CN111930720A

CN111930720A - Data tilt processing method, system, electronic device and medium

Info

Publication number: CN111930720A
Application number: CN202010863679.2A
Authority: CN
Inventors: 沈佳佳; 于美丽; 张帆
Original assignee: Ctrip Computer Technology Shanghai Co Ltd
Current assignee: Ctrip Computer Technology Shanghai Co Ltd
Priority date: 2020-08-25
Filing date: 2020-08-25
Publication date: 2020-11-13

Abstract

The invention discloses a processing method, a system, electronic equipment and a medium for data inclination, wherein the processing method for data inclination comprises the following steps: acquiring an inclined key value; splicing the inclined key value with a random number to obtain a splicing key value; expanding the capacity of the second large table according to the splicing key value to obtain an expanded large table; and associating the first large table with the capacity expansion large table. The invention makes the distribution of the key value data more uniform through the data inclination processing, thereby solving the problem of data inclination when the large table is associated with the large table, saving the computing resource, accelerating the computing speed and saving the running time.

Description

Data tilt processing method, system, electronic device and medium

Technical Field

The invention belongs to the technical field of big data calculation optimization, and particularly relates to a data tilt processing method, a data tilt processing system, electronic equipment and a medium.

Background

When large tables are associated with large tables for HDFS (distributed file system) based offline computing, the data is often skewed. In the prior art, the key value of the data skew is often directly calculated without processing.

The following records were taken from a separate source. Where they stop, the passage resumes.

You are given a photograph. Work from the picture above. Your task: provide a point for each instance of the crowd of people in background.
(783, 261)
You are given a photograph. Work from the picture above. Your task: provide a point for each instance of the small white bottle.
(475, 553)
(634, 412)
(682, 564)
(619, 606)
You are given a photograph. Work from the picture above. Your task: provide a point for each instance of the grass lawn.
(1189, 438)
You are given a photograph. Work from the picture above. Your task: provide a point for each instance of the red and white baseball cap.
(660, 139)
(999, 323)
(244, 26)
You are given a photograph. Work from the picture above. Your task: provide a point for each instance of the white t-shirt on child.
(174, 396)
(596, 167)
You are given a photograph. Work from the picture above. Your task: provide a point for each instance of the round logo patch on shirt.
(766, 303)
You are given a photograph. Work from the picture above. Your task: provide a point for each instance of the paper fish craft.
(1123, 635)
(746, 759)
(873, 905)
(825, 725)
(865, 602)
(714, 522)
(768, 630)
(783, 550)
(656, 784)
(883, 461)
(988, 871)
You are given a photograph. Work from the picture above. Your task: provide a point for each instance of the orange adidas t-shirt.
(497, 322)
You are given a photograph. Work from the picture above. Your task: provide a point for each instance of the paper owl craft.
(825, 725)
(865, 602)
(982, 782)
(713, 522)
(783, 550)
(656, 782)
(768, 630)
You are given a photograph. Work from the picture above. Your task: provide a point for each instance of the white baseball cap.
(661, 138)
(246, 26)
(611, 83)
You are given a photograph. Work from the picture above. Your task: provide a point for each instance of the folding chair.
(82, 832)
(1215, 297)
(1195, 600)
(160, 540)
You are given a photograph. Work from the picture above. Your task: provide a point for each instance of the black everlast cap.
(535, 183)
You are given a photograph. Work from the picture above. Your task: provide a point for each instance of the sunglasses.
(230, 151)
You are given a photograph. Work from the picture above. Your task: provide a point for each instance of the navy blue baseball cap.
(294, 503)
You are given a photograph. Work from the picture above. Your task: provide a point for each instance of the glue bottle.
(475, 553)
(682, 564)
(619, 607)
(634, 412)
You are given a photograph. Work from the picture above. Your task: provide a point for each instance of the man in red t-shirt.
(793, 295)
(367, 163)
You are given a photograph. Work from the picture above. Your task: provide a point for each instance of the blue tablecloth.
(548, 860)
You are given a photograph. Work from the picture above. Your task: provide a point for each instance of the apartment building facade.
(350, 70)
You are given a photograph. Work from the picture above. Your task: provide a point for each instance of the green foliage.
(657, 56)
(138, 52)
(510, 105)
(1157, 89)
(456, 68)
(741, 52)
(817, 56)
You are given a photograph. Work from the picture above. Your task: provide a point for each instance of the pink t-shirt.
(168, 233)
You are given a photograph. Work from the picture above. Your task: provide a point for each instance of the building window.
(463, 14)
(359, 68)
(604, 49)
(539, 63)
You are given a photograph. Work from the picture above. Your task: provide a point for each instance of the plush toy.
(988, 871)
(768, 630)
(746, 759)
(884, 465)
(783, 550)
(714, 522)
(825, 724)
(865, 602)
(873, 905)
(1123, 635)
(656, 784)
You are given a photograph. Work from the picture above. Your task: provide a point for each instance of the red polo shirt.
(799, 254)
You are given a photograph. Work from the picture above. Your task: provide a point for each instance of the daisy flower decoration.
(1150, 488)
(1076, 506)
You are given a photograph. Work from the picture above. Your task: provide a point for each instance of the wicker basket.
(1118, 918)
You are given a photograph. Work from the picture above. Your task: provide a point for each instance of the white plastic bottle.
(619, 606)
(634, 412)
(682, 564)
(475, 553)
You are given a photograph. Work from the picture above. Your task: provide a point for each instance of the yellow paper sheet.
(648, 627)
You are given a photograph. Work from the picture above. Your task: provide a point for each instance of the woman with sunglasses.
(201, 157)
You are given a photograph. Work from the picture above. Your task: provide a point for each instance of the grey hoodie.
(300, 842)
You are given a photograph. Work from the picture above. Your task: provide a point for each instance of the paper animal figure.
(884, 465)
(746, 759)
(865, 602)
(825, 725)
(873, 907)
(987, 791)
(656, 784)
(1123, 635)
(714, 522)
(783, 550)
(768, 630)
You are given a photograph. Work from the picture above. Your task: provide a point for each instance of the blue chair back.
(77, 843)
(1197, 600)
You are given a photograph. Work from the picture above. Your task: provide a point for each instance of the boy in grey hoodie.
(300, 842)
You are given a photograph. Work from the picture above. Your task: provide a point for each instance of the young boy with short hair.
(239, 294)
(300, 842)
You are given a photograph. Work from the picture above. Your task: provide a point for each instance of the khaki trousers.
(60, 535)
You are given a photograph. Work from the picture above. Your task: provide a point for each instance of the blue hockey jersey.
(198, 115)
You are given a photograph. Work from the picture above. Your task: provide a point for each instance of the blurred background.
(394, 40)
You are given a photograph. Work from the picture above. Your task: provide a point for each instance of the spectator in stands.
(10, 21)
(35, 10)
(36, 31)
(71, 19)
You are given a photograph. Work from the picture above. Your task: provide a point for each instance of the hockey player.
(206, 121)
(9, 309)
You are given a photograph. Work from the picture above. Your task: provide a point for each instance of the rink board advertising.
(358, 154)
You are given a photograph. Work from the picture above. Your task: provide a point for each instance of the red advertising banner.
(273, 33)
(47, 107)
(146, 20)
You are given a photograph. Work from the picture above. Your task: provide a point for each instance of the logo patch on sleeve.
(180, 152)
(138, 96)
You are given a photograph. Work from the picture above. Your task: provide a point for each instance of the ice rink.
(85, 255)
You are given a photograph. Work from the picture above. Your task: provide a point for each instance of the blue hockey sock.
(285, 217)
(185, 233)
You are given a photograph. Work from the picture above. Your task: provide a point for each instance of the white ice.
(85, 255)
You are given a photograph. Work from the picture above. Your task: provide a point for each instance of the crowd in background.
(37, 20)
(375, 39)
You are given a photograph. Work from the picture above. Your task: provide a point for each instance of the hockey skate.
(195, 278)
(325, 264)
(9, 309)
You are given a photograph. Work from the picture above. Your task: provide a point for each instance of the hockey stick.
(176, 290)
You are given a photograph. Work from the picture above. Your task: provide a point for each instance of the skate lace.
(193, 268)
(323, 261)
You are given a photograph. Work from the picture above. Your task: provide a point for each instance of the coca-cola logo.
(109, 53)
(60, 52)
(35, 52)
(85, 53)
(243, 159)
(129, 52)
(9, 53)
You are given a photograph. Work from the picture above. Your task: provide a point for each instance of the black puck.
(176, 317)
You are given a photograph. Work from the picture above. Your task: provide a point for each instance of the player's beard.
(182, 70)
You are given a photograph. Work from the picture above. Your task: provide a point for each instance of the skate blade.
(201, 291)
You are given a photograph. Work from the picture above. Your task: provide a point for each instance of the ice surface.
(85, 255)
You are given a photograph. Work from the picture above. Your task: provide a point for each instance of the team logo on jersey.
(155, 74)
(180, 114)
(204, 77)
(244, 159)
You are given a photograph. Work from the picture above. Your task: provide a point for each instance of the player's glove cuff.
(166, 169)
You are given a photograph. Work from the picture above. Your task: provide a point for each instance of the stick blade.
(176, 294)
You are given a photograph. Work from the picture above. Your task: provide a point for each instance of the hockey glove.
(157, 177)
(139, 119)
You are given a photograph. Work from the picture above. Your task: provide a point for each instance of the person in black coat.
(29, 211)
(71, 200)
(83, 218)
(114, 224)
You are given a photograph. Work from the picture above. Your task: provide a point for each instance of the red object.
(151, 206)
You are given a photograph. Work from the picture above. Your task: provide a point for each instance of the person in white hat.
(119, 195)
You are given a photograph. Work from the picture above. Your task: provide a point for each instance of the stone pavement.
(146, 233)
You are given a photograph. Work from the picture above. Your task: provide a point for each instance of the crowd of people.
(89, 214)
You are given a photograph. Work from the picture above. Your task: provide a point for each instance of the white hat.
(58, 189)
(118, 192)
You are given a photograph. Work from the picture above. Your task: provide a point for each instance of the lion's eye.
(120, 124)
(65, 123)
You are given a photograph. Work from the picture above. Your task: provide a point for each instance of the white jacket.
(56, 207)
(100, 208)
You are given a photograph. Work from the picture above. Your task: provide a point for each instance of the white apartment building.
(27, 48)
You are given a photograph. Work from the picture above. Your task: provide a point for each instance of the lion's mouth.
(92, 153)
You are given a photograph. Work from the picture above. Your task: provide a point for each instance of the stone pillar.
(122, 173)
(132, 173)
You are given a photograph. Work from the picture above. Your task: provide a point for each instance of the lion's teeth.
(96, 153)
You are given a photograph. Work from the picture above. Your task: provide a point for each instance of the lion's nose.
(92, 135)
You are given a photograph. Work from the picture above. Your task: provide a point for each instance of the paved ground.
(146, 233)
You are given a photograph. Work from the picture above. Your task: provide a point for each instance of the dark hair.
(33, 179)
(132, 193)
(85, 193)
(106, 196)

In addition, the basic data form partitions and tasks (tasks) according to the key values, when the number of the key values of the basic data is not uniformly distributed, the processing time of each Task, the occupied memory and a Central Processing Unit (CPU) are not balanced, the total processing time depends on the processing time of the latest Task, and the waste of computing resources and the long computing time are finally caused.

Disclosure of Invention

The invention provides a data tilt processing method, a system, electronic equipment and a medium, aiming at overcoming the defect of long processing time caused by uneven distribution of the number of key values in the prior art.

The invention solves the technical problems through the following technical scheme:

the invention provides a data skew processing method, which comprises the following steps:

acquiring an inclined key value;

splicing the inclined key value with a random number to obtain a splicing key value;

expanding the capacity of the second large table according to the splicing key value to obtain an expanded large table;

and associating the first large table with the capacity expansion large table.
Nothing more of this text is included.